Ma tasse de thé à la cannelle me réchauffe les mains, bien que je n'ai pas particulièrement froid, un peu de réconfort n'est pas de refus. Ma tête me lance et la fatigue commence à se faire sentir.
— Tu veux peut être rentrer Eleanor ? me demande Edgar, un sourire compatissant sur le visage en me voyant tourner ma tasse entre mes mains.

Je dois vraiment avoir une tête épouvantable pour qu'il remarque ma fatigue de la sorte.
— Oui je ne vais pas trop tarder, la journée de demain risque de ne pas être de tout repos...

— Tu veux que je te ramène ?

— Non ça va je te remercie. Je vais rentrer chez Ofelia, si on peut appeler cela comme ça, étant donné que tout mes meubles et mes affaires sont encore là bas.

Rien qu'à l'idée de rentrer chez moi et de retrouver Ofelia raid sur le canapé me donne envie de rester ici.
— À ce propos, tu fais quoi ce samedi ?

— Rien de prévu pour l'instant, pourquoi donc ?

— Et bien, j'ai réussi à trouver quelques paires de bras pour déménager tes affaires.

Le déménagement. Encore quelque chose de plus à gérer. C'était totalement sorti de ma tête à nouveau.
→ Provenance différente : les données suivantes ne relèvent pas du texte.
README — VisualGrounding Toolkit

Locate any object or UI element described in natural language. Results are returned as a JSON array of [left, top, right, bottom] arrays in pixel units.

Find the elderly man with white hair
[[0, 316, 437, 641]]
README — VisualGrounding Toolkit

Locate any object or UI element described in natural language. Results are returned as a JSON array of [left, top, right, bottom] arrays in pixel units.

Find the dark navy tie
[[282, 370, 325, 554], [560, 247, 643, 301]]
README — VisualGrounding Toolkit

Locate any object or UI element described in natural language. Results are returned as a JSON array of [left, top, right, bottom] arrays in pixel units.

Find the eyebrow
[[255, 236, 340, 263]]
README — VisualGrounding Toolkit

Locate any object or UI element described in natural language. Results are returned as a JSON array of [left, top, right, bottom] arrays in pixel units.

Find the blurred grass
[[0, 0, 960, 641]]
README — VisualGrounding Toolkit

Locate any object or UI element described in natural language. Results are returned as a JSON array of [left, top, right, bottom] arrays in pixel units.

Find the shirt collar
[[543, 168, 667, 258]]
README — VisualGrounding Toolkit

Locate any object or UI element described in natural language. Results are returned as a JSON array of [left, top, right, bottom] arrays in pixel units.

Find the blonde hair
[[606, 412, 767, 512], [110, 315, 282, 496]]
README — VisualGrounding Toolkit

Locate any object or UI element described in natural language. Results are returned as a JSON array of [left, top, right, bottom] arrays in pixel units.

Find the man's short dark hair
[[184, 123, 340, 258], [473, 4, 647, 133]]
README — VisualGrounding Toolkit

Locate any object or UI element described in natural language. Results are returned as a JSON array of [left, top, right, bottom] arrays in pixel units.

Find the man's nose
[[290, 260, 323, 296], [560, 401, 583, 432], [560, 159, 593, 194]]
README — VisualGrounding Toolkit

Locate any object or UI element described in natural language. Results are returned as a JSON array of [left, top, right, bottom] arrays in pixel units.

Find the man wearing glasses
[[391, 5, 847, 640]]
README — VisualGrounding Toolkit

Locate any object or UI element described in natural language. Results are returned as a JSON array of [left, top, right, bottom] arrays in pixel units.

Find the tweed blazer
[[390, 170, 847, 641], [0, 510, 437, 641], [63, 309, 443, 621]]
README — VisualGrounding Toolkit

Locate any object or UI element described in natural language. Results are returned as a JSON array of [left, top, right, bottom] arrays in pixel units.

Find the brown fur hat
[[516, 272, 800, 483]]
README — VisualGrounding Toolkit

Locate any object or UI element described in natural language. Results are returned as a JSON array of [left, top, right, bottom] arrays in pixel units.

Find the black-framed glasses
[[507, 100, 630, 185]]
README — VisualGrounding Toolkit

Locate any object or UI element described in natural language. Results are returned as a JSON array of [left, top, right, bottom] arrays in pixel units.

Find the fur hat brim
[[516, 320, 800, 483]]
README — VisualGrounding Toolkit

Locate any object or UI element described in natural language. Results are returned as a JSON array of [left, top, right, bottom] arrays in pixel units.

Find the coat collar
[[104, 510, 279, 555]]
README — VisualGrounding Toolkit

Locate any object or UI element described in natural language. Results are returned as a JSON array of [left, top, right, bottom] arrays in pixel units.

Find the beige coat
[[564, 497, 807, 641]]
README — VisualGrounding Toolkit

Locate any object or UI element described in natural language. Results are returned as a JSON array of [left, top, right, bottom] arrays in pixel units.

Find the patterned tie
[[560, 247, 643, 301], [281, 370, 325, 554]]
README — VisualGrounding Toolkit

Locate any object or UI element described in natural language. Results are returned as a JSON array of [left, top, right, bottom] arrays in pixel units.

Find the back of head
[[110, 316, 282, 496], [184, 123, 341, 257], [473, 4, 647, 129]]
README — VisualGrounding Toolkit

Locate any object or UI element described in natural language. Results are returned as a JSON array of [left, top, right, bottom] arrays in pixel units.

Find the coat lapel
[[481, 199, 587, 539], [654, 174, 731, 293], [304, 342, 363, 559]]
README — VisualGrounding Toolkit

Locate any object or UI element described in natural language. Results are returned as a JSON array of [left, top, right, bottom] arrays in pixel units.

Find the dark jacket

Ces maudits cadavres et ces satanés tableaux prendre toute mon énergie.
— Tu es merveilleux Edgar, j'avais déjà totalement oublié ce détail. Je suis tellement prise par le boulot en ce moment. L'appartement est tombé à pique, mais ça fait pas mal de choses à gérer. Merci beaucoup, tu me diras à quelle heure tu veux que je sois devant chez Ofelia.

— Je vois ça avec les gars, et je te tient au courant. Ne t'inquiète pas je gère.

Son sourire amusé me rassure, mais un détail me revient en tête. J'ai un tas de carton à faire et ils ne vont pas se remplir tout seuls...

***

Ofelia, installée sur le canapé dans ce qui est pour quelque minutes encore, notre salon, pleure sans savoir s'arrêter. J'ai eu une conversation avec elle quelques jours auparavant, afin de lui expliquer mon déménagement ce weekend. Je lui ai parlé de mon nouvel appartement et des raisons de mon départ. Elle ne m'écoutait que d'une oreille, étant déjà dans un autre monde, mais ce matin, elle est un tantinet plus lucide que d'habitude, et elle réalise qu'elle sera seule pour de bon. J'aurais tenté, une dernière fois, de la raisonner et de la faire revenir dans le droit chemin, mais selon ses dires, son avenir prometteur avec Max est tout ce qui importe.
La sonnette retentit, et cela fait sursauter mon ancienne colocataire interrompant ses larmes de crocodile, qui pour moi ne sont qu'une vaine tentative de me garder à ses côtés. Je ne ressens pas de pitié envers elle. Je sais pertinemment qu'elle ne penses qu'à elle, au fait elle va se sentir seule, sans réfléchir une seule seconde à la vie qu'elle m'inflige depuis des mois.
Edgar se tient sur le palier, toujours accompagné de son sourire pour réchauffer son regard de glace. Ses cheveux son attachés de la même manière que lors de ses performances sur scène, quelques mèches ondulées retombent dans son cou ainsi que sur son front. Quand à sa tenue, son jeans noir légèrement délavé qui se prête aussi bien à la situation que son sweat-shirt usé à l'effigie du groupe The Cure.
— Bien le bonjour Milady ! Tu as bien dormi ?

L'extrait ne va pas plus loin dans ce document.